На «ЗИЛе», с тремя бойцами пополнения — взамен троих, выбывших из строя и отправленных на родину после майского подрыва, — в раскрытые, скрипящие ворота въезжает командир ОМОНа, суховатый, высокий усатый подполковник. Из его машины выпрыгивает крупная девушка. Приглушенный мужской вой катится из скопившейся у кабины толпы. Женщина! Отвыкшие от женского присутствия, забывшие в суете сплошных тревог само это слово, мы молча провожаем ее покрытую топиком спину, а за спиной непрестанно пошлим.
В эту поездку вместе с командиром напросилась журналистка одной из красноярских газет. Она, полная жизненных сил, попав в замкнутый, узкий круг чужого, ни разу не виденного ею сурового мужского мира, теперь не знает, куда спрятать рвущееся наружу любопытство. Она сует нос во все дыры.
Омоновцы, разбежавшись по углам, перечитывают почту, радостно потрошат домашние посылки, вытаскивают из них целый белый свет, начиная от носок и заканчивая крепко закрученными пластиковыми двух-литровками самогона.

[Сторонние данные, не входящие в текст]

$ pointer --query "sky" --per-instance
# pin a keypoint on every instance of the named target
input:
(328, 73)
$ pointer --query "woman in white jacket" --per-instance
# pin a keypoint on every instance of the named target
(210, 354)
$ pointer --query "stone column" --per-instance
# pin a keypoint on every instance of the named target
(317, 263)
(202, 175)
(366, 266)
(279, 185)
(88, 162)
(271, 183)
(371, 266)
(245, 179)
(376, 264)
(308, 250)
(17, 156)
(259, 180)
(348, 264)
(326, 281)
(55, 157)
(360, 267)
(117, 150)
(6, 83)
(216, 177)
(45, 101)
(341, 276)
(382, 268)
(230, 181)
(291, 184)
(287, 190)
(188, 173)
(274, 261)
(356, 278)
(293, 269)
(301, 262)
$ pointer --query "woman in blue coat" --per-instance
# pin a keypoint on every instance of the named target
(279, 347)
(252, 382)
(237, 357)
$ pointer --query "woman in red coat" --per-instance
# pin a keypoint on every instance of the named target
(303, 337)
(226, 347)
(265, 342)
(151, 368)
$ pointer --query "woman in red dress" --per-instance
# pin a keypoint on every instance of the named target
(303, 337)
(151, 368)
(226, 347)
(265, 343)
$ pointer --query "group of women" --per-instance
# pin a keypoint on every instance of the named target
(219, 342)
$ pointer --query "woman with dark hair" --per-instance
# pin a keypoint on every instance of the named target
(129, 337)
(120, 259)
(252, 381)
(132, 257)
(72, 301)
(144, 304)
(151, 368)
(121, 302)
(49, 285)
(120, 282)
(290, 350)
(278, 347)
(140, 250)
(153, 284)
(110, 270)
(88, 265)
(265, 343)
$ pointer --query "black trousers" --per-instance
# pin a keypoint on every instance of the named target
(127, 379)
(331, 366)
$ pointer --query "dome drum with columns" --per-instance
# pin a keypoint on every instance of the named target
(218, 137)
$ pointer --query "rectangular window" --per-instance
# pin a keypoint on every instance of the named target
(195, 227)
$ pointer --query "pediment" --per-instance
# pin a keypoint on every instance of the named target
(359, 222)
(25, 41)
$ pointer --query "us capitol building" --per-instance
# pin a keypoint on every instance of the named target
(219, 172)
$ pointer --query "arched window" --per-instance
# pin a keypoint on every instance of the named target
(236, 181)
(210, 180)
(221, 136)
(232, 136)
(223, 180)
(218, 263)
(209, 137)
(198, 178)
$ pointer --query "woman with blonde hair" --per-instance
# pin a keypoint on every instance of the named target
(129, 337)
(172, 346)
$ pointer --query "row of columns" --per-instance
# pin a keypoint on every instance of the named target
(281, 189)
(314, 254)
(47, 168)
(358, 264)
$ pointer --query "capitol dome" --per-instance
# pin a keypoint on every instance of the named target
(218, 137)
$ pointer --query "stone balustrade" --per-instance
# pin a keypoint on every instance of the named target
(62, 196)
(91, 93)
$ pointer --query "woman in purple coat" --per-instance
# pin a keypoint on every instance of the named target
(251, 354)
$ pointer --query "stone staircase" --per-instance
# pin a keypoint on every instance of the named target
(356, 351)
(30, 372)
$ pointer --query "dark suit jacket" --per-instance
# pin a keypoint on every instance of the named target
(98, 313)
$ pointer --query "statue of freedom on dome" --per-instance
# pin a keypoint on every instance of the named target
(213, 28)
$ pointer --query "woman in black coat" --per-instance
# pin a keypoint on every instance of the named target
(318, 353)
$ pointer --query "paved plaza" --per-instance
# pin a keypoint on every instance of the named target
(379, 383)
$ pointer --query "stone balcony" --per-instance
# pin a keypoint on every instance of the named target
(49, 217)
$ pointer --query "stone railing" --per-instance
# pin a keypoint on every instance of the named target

Жаркая рука наступающего чеченского вечера медленно протягивается над рушенными одноэтажками ПВД. Багровые от жары пятна лиц, плавно раскачиваясь над богатым столом, с серьезностью уважающих друг друга мужчин тащат к открытым ртам гремящее железо спиртных кружек. Вспотевший, ворочающий редкими сединами головы, командир перетаскивает слушающих в мир далеких проблем, что так ждут нашего возвращения в родной таежной Сибири.
Меня вызывает к воротам часовой, где в голубой форменной рубашке мнется с ноги на ногу гаишник Червивый. Контрактник с северных морей, худой, молоденький лейтенант, в перепачканных пылью брюках приносит мне голубиную по своей краткости весть о заступлении в ночь на блокпост. Ничуть не обрадованный этим, я думаю только над одним: как увильнуть от работы.
— А кто еще с нами?
— Дохлый там, на блоке. Втроем мы.
Дохлый тоже гаишник, тоже контрактник, тоже из тех же мест, откуда Червивый. Он высок, на два-три года взрослее своего товарища, бледен лицом, невероятно незапоминающийся, с серой внешностью. Оба гаишника чуть старше меня, но спокойные, управляемые личности, а потому мое решение влияет на финал сегодняшней работы. Взяв на себя наглость перекраивать по своему усмотрению решения начальства, я отправляю обоих обратно в отдел, наказав не попасться на глаза дежурному. Те, обрадованные таким скоротечным решением вопроса, уже через пять минут машут руками, проходящим огонькам попуток.
Отгорела в небе, провалилась в пропасть узкая полоса заката, иссяк, задохнулся дневной зной, проснувшись, задолбила за горизонтом артиллерия Пыльного.
Звездная летняя ночь вползла, втащила свое гибкое тело в каждую щель города.
За столом, вдосталь наслушавшись пьяной околесицы, пересмотрев весь накал кипящих здесь ссор и страстей, остаюсь я один. Хмельные и уставшие, спят омоновцы, переоценившая свои силы, закрывшись в одной из комнат, дремлет журналистка. Возясь до самого утра на диване под стон комариного присутствия, я втайне завидую сраженному наповал ОМОНу, которому сейчас не то что комары, пуля никакая не страшна.
В 07.00 на пост приезжают Дохлый с Червивым. Закрывшись железной дверью внутри блока, разбросав по кроватным сеткам сбитые подошвы ботинок, мы почти два часа спим в ожидании новой смены.
В отделе, проскрипев ключом в ржавом замке двери, я ставлю крест на сегодняшнем рабочем дне. Как-никак худо-бедно я сутки отстоял на 26-м блокпосту.
Днем, сменяя друг друга с интервалом в полчаса, под дверьми жалобно воют Рэгс и Безобразный. Они то и дело ломятся в запертые двери, гладят ушами их тонкую фанеру и выкрикивают мою фамилию.
На вечернем разводе, так и не простив мне дневного отсутствия, чавкая и сморкаясь перед строем, Безобразный назначает меня в ночь на блокпост.
В Ачхой-Мартане отбита попытка боевиков захватить здание прокуратуры. О раненых и погибших никакой информации нет.